Cheryl Krostewitz (Manitoba Non-Profit Housing Association) spoke about the organization’s mission. MNPHA represents over 100 non-profit associations (including service providers, housing providers, and others) who manage over 24,000 units in Manitoba. The non-profits had to lobby to keep housing units that were formerly owned and managed by Manitoba Housing in community hands.

Preserving existing rental housing

Graeme Stewart (Centre for Urban Growth and Renewal, York University) noted that there were 700,000 purpose-built rental units in Canada the 1970s. These buildings are now reaching the end of their lives and undergoing comprehensive retrofits, for example $1 billion retrofits of Toronto Community Housing units. They aim to make the retrofit process as smooth as possible, including setting annual retrofit targets, establishing demonstration centres, holding a cross-Canada retrofit forum, repeating passive housing technologies, and making a national impact through this work.
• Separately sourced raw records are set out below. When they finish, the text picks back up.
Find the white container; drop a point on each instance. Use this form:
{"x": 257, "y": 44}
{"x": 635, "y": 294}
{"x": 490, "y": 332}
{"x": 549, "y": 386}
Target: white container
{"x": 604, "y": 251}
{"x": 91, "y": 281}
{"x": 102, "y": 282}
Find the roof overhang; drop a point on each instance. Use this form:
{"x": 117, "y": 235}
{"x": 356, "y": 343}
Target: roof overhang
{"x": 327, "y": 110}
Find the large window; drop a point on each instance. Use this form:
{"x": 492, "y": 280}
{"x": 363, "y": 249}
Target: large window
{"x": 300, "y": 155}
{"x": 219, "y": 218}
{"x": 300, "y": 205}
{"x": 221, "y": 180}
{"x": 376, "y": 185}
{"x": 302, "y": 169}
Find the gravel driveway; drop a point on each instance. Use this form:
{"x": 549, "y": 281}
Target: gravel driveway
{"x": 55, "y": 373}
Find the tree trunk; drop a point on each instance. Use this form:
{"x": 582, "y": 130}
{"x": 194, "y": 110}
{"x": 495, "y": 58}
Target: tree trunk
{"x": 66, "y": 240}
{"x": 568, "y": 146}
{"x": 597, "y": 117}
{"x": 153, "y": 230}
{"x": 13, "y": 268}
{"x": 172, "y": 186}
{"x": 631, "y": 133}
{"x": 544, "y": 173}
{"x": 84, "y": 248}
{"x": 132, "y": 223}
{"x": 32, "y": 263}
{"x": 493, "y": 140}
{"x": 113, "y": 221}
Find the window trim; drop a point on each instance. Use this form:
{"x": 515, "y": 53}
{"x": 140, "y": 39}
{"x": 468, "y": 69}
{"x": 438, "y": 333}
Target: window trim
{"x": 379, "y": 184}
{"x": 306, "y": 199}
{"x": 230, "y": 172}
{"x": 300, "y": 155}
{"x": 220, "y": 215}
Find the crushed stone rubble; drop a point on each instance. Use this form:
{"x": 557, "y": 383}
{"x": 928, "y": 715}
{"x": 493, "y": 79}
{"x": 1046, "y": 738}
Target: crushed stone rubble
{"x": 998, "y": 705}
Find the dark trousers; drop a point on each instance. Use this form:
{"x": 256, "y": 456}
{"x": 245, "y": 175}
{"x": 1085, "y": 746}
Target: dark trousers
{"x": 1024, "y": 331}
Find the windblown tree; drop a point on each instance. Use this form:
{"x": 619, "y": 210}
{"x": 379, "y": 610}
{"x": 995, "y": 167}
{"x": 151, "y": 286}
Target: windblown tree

Judy Tobin (City of St. John’s) offers 476 units of affordable housing to people with a fixed or low income. The City implemented an affordable housing business plan. Half of their waitlist is for one-bedroom RGI units, while the lowest demand is for 3- and 4-bedroom units. This stock has to be able to be retained, and the City partnered with a seniors’ housing organization to provide transitional housing for seniors in several these units, and an organization for women fleeing violence to house four women in these units. All the City’s units are heated with electric heat, and they have gotten Newfoundland Energy to install digital thermostats, sprayed insulation into some units, and installed energy-efficient light bulbs. They’re also getting energy audits done for some of the units. The City has also identified three sites for affordable housing, and is seeking partnerships now.

Hans Kogel (Windsor Essex Community Housing Corporation). WECHC owns and operates over 4700 low income and market units. The average of their assets of 50 years old, and the buildings are worth about $110 million. He discussed a deep energy retrofit project done with CMHC with the tenants in place (none were displaced): the project reduced energy costs from 40-70%. The best components to replace, with the most impact, are heating and air conditioning and building envelope components. One project, a 47-year old unit with 97 units in Windsor, had major issues with the building envelope. Four phases of retrofitting included replacement of balcony doors, windows, exterior finishing system, balcony and perimeter insulation, through wall A/C units, stairwell and elevator machine room ventilation, and HVAC, elevator, and lighting installation. The process has to be completely comprehensive, rather than piecemeal. Each phase had different funding, but the total cost was $50M. The overall annual energy consumption was reduced by 65%, annual GHG emissions were reduced by 64%, and energy use intensity by 65%. They noted that they had a high level of planned tenant communication focused on small groups vs. the entire building, hands-on resources to interact with and assist tenants, and a designated person to facilitate the project solely focused on tenant interaction and communication. Cleaning staff needed to clean the work areas in units and common spaces on a daily basis, work in tenant units had to be highly structured and documented because otherwise there would be multiple entries to a tenant’s unit, and they needed an experienced deep energy retrofit manager.

David Wachsmuth (Associate Professor, McGill University) spoke about his research on the impact of short-term rentals on Canadian housing. For example, in Montreal, pre-pandemic about 5000 units were being rented out on either AirBNB or VRBO, and they were very concentrated in a couple of neighbourhoods. That dropped by two-thirds during the pandemic, when a lot of short-term units were returned back to the long-term market (e.g. in Toronto about 3500 units were returned to long-term). The short-term units in Toronto were asking about 20% higher rents, and there was a 15% decline in these rents over the past two years as they returned to long-term. Regulatory options that work are limiting STRs to primary residences only and requiring licensing (which the City of Vancouver did, which worked to bring about 500 units back into the long-term market).